Le cardinal Henri de Lubac aime rappeler avec saint Augustin, « que l’Église, en droit, parle toutes les langues, qu’elle est cette Arche où doivent trouver place toutes les diversités humaines, cette Salle de Festin où les mets variés proviennent de toute la création. […] Elle n’est essentiellement ni latine, ni grecque, ni slave, mais catholique. Épouse du Christ, sa catholicité visible est l’expression normale de sa richesse intérieure, et […] sa beauté doit resplendir dans la variété » (TDH2 199)

Je me rappelle également les paroles du premier curé de NDAA, le père Emmanuel Schwab qui disait que dans notre église, tous les fidèles voient l’autel, « mais tous voient l’assemblée aussi ; pas seulement des dos mais aussi des visages. Il est heureux que chacun puisse ainsi prendre conscience de cette assemblée qui devient pour lui visage de l’Église. Il n’a pas choisi ceux qui sont là avec lui. Ils lui sont donnés comme des frères et sœurs à aimer » (E. Schwab)

1.2. L'Arche d'Alliance

Réfléchissons à la symbolique de l’Arche d’Alliance : en quoi cette symbolique nous aide-t-elle à vivre le Carême aujourd’hui ?

Durant le Carême, nous sommes invités à faire mémoire de Dieu présent par son action, Dieu présent par sa Parole et enfin Dieu présent par son Alliance.

A. Dieu présent par son action

L’arche, abritée sous la Tente, est comme le sanctuaire mobile qui accompagne Israël depuis les origines, au départ du Sinaï jusqu’à l’arrivée en Terre Promise.

L’arche concrétise la présence agissante de Dieu pendant l’Exode et la conquête de la Terre promise. La plus ancienne notation (Nb 10, 33) montre le Seigneur guidant lui-même les marches de son peuple au désert et c’est bien le Seigneur qui se montre garant à travers l’arche de la réalisation de la promesse : passage du Jourdain, prise de Jéricho, lutte contre les Philistins. Par l’arche, le Dieu de l’Alliance manifeste qu’il est présent au milieu de son peuple – pour le guider et le protéger.

De cette histoire guerrière, l’arche garde un caractère sacré, à la fois redoutable et bienfaisant. Elle est la Gloire d’Israël, la force du Puissant de Jacob, la présence du Dieu saint d’Israël au milieu de son peuple ; exigence de sainteté chez qui veut s’en approcher ; elle manifeste la liberté de Dieu, qui ne se laisse pas annexer par le peuple, sans pour autant cesser d’agir en sa faveur (1 S 4-6).
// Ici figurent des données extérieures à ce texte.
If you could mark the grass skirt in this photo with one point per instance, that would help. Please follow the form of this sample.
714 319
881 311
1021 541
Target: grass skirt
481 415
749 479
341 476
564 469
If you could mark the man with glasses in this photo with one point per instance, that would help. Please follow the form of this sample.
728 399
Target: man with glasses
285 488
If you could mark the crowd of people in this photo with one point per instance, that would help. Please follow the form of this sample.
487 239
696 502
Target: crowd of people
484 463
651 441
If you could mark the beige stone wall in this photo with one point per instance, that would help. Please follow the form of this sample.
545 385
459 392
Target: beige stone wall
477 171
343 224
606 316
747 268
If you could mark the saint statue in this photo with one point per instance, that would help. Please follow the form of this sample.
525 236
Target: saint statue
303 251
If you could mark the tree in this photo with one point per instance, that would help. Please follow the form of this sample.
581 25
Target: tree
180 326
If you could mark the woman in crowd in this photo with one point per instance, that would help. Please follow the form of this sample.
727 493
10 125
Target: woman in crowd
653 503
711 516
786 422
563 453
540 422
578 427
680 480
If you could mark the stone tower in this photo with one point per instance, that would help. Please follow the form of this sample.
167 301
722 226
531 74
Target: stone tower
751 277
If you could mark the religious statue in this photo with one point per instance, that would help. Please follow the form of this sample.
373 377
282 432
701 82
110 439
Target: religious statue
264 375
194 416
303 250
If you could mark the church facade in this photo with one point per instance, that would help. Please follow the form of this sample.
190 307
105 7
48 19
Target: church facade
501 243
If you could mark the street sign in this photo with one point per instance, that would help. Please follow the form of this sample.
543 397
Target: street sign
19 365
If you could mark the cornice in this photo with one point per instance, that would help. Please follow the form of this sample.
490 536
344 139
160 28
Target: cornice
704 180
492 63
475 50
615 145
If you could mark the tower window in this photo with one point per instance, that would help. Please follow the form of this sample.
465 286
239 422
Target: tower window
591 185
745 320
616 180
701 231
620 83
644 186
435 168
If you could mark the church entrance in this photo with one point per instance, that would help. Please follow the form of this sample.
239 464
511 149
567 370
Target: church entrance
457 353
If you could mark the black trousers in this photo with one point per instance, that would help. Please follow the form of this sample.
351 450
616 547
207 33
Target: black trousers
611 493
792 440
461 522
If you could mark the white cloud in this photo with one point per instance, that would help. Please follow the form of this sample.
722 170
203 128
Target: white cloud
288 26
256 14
Le Carême est un temps privilégié pour accueillir l’action de Dieu dans nos vies. En recevant les cendres le mercredi saint, nous faisons acte d’humilité et nous reconnaissons que nos vies n’ont aucun sens sans Dieu, qu’elles retournent à la poussière. Le Carême est le temps favorable pour laisser Dieu être Dieu dans notre vie, le laisser agir, lui laisser un espace, pour qu’il nous accompagne en chacune de nos pérégrinations, nos missions professionnelles ou nos recherches d’emploi, nos études comme le courrier que vous avez à écrire à vos petits enfants. Le Carême nous invite à vivre une plus grande dépendance vis-à-vis de Dieu sans mettre la main sur Dieu.

Lundi matin, sur RND j’entendais que l’homme des nouvelles technologies n’a pas besoin de salut puisqu’il pourvoit à tous ses besoins, c’est une nouvelle forme de pélagianisme.

Entrer en Carême à NDAA, c’est reconnaître que nous voulons laisser à Dieu toute sa place, que nous voulons être sauvés et que ce salut ne dépend de la force de nos poignets ou des nouvelles technologies.

B. Dieu présent par sa Parole

L’arche est en même temps le lieu de la Parole de Dieu. D’abord parce qu’elle contient les deux tables de la Loi, elle perpétue en Israël le témoignage que Dieu donne de lui-même, la révélation qu’il fait de sa volonté (Ex 31, 18) et la réponse qu’Israël a donné à cette parole (Dt 31, 26-27).

Par l’arche, le Dieu de l’Alliance manifeste qu’il est présent au milieu de son peuple pour faire connaître sa parole et écouter la prière.

L’arche prolonge en quelque sorte la rencontre du Sinaï. Pendant les marches au désert, quand Moïse veut consulter le Seigneur, obtenir de lui une parole pour le peuple (Ex 25, 22) ou inversement prier en faveur du peuple (Nb 14), Moïse entre dans la Tente ; là au-dessus de l’arche, le Seigneur lui parle et « converse avec lui comme avec son prochain » (Ex 33, 7-11 ; 34, 34 ; Nb 12, 4-8). Plus tard, Amos présentera sa prédication venant de l’arche comme d’un nouveau Sinaï (Am 1, 2) et c’est pendant qu’il prie devant l’arche qu’Isaïe reçoit sa vocation prophétique (Is 6)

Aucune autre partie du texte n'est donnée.